Flash was not detected
Over de reis (1)

Guinee en Ivoorkust zijn twee tropische landen in het zuidwesten van West-Afrika. Met name Guinee voldoet aan het romantische beeld dat de doorsnee Europeaan heeft van  ‘donker Afrika’. Fraaie natuur met bossen, bergen en watervallen. Het land met de meeste chimpansees en dorpjes in de jungle waarvan de bewoners nauwelijks weet hebben van de mondiale beschaving.
Ivoorkust is veel meer aangepast aan de moderne tijd. Grote delen van het land bestaan uit plantages cacao, oliepalm, ananas, rubber en teak. De economische hoofdstad Abidjan met de kantoortorens op het centrale eiland Le Plateau wordt ook wel het Manhattan van Afrika genoemd. Een reis vol contrasten. 

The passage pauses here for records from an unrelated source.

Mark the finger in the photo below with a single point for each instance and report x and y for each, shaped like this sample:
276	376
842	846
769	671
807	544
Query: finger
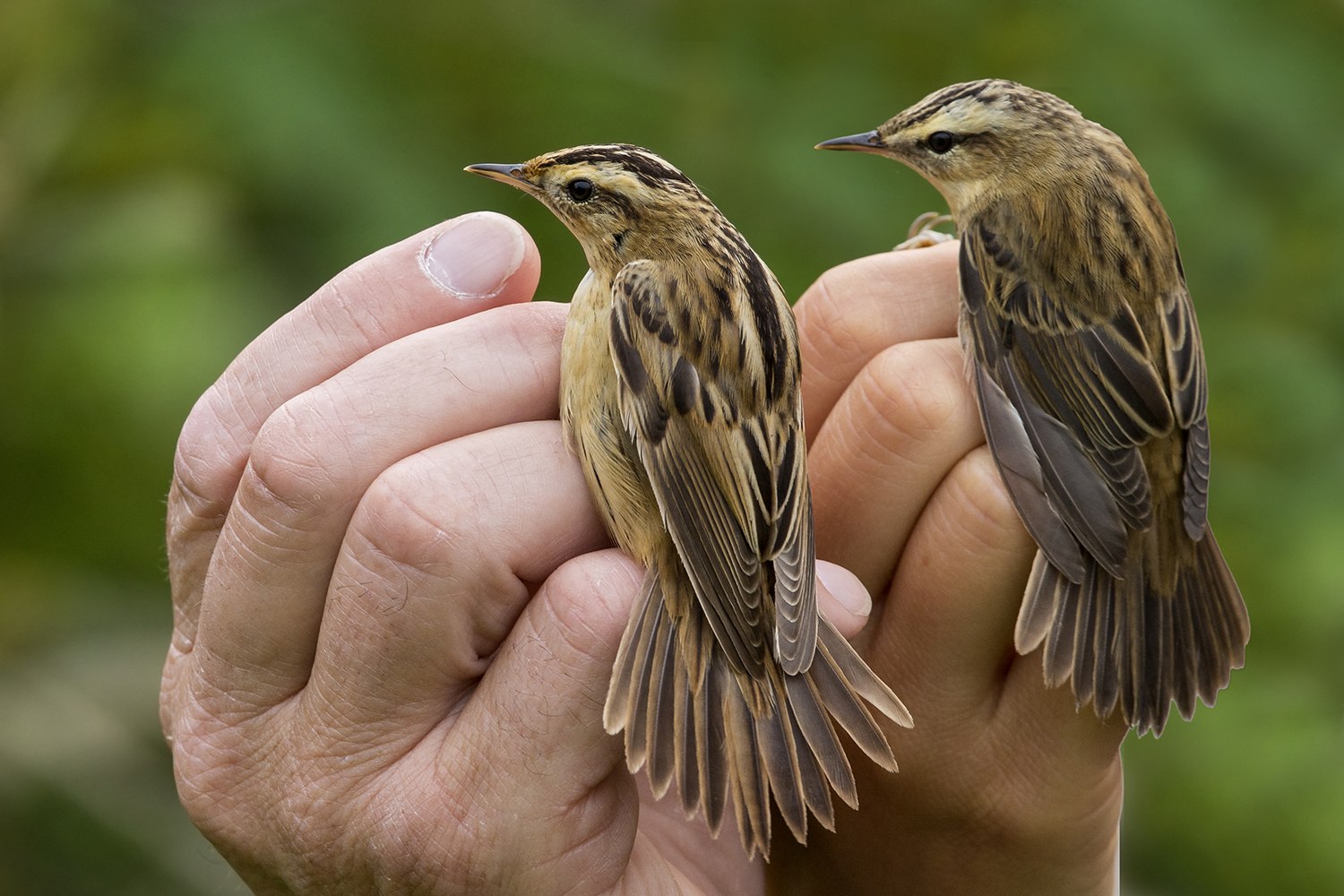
948	634
316	457
905	421
953	607
956	592
449	271
441	556
859	308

We vertrekken uit Gambia. Bij velen bekend. Hoewel de meeste toeristen niet veel verder komen dan de kuststrook is er ook landinwaarts een redelijke toeristische infrastructuur. Zelfs in de diep in het binnenland gelegen stad Georgetown. We overnachten daar in een eenvoudige lodge aan de Gambia-rivier.

Senegal bezoeken we maar kort. Er in (Gambia – Senegal) en enkele uren later er weer uit (Senegal – Guinee). Stuiten we in Senegal nog wel eens op een verdwaalde toerist, in Guinee is het daarmee echt gedaan. Vooral het noorden rond de regiostad Koundara is uiterst dun bevolkt. 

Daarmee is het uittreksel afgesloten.